Bombay Sapphire to gin który przyciąga wzrok swoim idealnie błękitnym kolorem. Ów kolor to też nie przypadek, ale o tym za chwilę. Sama marka jest dość „nowa”, bo powstała w 1987 roku, ale receptura jest dużo starsza, bo sięga drugiej połowy XVIII wieku. Została opracowana przez Thomasa Dakina i rozwijana później przez jego rodzinę. Na czym polega wyjątkowość tej receptury? Po pierwsze, zastosowano tu dość ciekawą metodę destylacji „Vapour Infused”. Na czym ona polega? W aparacie destylacyjnym zawiesza się kosze wypełnione ziołami i przyprawami. W trakcie destylacji, gdy alkohol paruje, przenika przez kosz, dając lekki i aromatyczny spirytus. Drugą ciekawostką jest sama aparatura destylacyjna tzw. „Carterhead stills”, która jest odmianą kolumny destylacyjnej. Para aparatów destylacyjnych w destylarni bombay pochodzi z roku 1830 . Oba aparaty mają wdzięczne imiona: Tom i Mary. Bazując na starej recepturze i wspomnianej aparaturze destylacyjnej, w roku 1985 zaczęto prace na recepturą, dodano do niej dwa nowe składniki i po dwóch latach otrzymano gotowy produkt. Wróćmy jednak do początku, czyli błękitnego koloru. „Bombay Sapphire” swoją nazwą nawiązuje do znalezionego 60-cio karatowego szafiru, który nazwano „gwiazdą Bombaju”. Właścicielką tego kamienia została Mary Pickford, gwiazda kina niemego, która ostatecznie przekazała go Instytutowi Smithsonian, gdzie można go podziwiać do dziś. Kolor butelki nawiązuje do koloru szafiru. Na etykiecie umieszczono zdjęcie królowej Wiktorii z szafirowym naszyjnikiem, a na szyjce butelki zaprojektowano imitację szafiru. Gin jednak sam w sobie jest biały.

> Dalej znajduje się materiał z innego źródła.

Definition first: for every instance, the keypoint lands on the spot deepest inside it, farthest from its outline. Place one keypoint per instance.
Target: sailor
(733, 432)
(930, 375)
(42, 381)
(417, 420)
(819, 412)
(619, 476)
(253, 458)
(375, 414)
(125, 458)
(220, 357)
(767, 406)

Trunek powstaje na bazie 10 ziół i przypraw: korzenia lukrecji, jagód jałowca, pieprzu kubeba, korzenia arcydzięgla, migdałów, kolendry, kory cynamonu, korzenia irysa, skórki z cytryny i kardamonu.
Nota smakowa:
WZROK: Przeźroczysty.
NOS: Intensywny, jałowiec, cytrusy, cynamon, przyprawy, pieprz, kardamon, trochę alkoholu.
SMAK: Słodki, jałowiec, cytrusy, pieprz, kardamon, arcydzięgiel, kolendra.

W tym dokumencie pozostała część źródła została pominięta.